# Außenborder Übermotorisierung



## Löwenbäcker (8. Februar 2013)

Hallo,

gibt es hier jemand der aus eigener Erfahrung davon berichten kann, dass ein zu zu starker Außenborder Schäden am Spiegel des Bootes angerichtet hat? Wenn ja, was war das für ein Boot, was für ein Motor wurde verwendet und welcher Motor durfte verwendet werden? 

Die gleiche Frage an diejenigen, die davon berichten können, dass ein zu starker Motor keine Schäden am Boot verursacht hat. 

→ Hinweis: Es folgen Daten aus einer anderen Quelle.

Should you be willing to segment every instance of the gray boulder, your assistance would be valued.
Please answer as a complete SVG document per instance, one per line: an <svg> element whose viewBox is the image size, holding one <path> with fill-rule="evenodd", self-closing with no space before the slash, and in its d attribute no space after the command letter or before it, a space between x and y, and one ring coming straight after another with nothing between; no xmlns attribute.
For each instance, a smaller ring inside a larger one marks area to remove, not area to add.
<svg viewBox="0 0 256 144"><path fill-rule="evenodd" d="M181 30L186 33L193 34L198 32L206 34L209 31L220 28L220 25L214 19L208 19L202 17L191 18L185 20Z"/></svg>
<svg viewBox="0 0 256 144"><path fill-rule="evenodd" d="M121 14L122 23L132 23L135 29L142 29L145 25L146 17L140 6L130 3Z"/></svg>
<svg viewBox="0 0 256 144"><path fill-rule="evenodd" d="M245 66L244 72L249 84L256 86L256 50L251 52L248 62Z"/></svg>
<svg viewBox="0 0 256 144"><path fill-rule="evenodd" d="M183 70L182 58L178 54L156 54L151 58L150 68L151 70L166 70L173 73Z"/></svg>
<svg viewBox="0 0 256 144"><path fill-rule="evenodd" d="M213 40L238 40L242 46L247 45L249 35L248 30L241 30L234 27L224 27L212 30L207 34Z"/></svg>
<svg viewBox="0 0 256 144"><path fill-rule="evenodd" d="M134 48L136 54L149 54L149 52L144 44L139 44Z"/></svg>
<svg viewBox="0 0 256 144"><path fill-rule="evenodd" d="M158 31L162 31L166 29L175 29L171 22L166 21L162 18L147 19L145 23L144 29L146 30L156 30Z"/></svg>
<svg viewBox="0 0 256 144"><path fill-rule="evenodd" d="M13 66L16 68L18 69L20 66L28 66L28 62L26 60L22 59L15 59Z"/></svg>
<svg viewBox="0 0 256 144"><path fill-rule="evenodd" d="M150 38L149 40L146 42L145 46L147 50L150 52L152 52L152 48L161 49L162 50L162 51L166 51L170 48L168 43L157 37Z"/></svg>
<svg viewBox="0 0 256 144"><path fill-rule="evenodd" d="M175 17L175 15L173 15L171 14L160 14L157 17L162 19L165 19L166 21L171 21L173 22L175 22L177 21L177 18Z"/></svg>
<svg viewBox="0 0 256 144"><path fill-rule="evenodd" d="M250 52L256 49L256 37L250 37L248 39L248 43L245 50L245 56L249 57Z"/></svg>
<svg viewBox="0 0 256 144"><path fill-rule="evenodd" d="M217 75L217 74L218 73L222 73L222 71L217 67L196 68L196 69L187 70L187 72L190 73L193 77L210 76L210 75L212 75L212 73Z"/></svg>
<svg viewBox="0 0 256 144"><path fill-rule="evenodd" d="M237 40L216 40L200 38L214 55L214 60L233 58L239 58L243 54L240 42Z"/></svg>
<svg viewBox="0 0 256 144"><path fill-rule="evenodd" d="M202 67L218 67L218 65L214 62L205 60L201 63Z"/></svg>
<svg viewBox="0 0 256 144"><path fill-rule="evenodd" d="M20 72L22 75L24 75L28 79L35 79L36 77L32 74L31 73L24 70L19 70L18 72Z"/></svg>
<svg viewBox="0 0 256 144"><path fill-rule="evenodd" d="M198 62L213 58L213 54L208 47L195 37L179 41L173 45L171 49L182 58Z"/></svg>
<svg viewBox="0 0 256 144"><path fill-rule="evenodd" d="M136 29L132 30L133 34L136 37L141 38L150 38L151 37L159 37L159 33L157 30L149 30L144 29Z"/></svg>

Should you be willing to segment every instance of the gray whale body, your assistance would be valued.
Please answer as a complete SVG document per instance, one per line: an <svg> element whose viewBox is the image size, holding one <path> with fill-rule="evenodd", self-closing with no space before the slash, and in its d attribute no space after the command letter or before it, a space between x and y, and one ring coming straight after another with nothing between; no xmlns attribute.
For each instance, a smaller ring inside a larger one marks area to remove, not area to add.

Es geht nur um die Bootsschäden.


----------



## Kegelfisch (8. Februar 2013)

*AW: Außenborder Übermotorisierung*

Hei Löwenbäcker |wavey:
Ein Sportfreund von mir hatte ein 70er Jahre DDR-Motorboot vom Typ "Peetzsee" ca. 4 m lang und die damals üblichen Motoren waren maximal "Forelle 6" zweitakt . Deren Gewicht schätze ich auf 15 kg . Dann kam die Wende und mit ihr die Möglichkeit zu viel kräftigeren , aber auch schwereren Motoren. Also wurde der 15 PS viertakt Mercury (50 kg !)drangehängt - hält gut und geht ab wie Schmidts Katze . Dann die "schlaue" Idee : für nettere Fahrten mit der frischen Flamme brauchte man mehr Platz . Also die Motorwanne , welche eine beträchtliche Stabilisierung des Heckbereichs darstellt , rausgetrennt . Es dauerte auch nicht lange und in beiden Ecken hinten kamen die ersten bedenklichen Risse . Ich kann nicht genau sagen , ob er heute noch so rumfährt , aber wenn ja , dann haben wir bald 'nen neuen Hotspot , wenn er absäuft #a. 
Uwe #6


----------



## Astarod (8. Februar 2013)

*AW: Außenborder Übermotorisierung*

Ich hatte ein Fletcher Arrowflash,daß bis 75 Ps ausgelegt war.....
Ich hatte einen 115 Ps Mercury dran,der den Spiegel regelrecht gesprengt hat#t
Ich konnte den Schaden auch nicht wieder beheben,weil es einfach zu viel Druck war.ich habs schnell verkauft|wavey:


----------



## Stxkx1978 (9. Februar 2013)

*AW: Außenborder Übermotorisierung*

wäre mal ganz gut zu sagen was für ein boot du hast,und was für nen motor du dranhängen willst.
da kann man schon eher was zu sagen wie die geschichte ausgehen könnte.
meines ist für 25ps ausgelegt,habe 30ps drauf und mache mir keinen kopf.vollgas fahre ich eigentlich nie.und es ist ein 2takter der drauf ist(59kg)
ich würde keinen 50ps motor dran hängen.

gruss
Daniel


----------



## Löwenbäcker (9. Februar 2013)

*AW: Außenborder Übermotorisierung*



Stuka1978 schrieb:


> wäre mal ganz gut zu sagen was für ein boot du hast,und was für nen motor du dranhängen willst.
> da kann man schon eher was zu sagen wie die geschichte ausgehen könnte.



Quicksilver 410 fish. 

http://www.quicksilver-boats.com/quicksilver/de/de/modelle.aspx?m=Fish 410

Das ist für 20 PS ausgelegt und ich möchte 25 PS dranhängen. Motorgewicht ist ok.


----------



## Don-Machmut (9. Februar 2013)

*AW: Außenborder Übermotorisierung*



Löwenbäcker schrieb:


> Das ist für 20 PS ausgelegt und ich möchte 25 PS dranhängen. Motorgewicht ist ok.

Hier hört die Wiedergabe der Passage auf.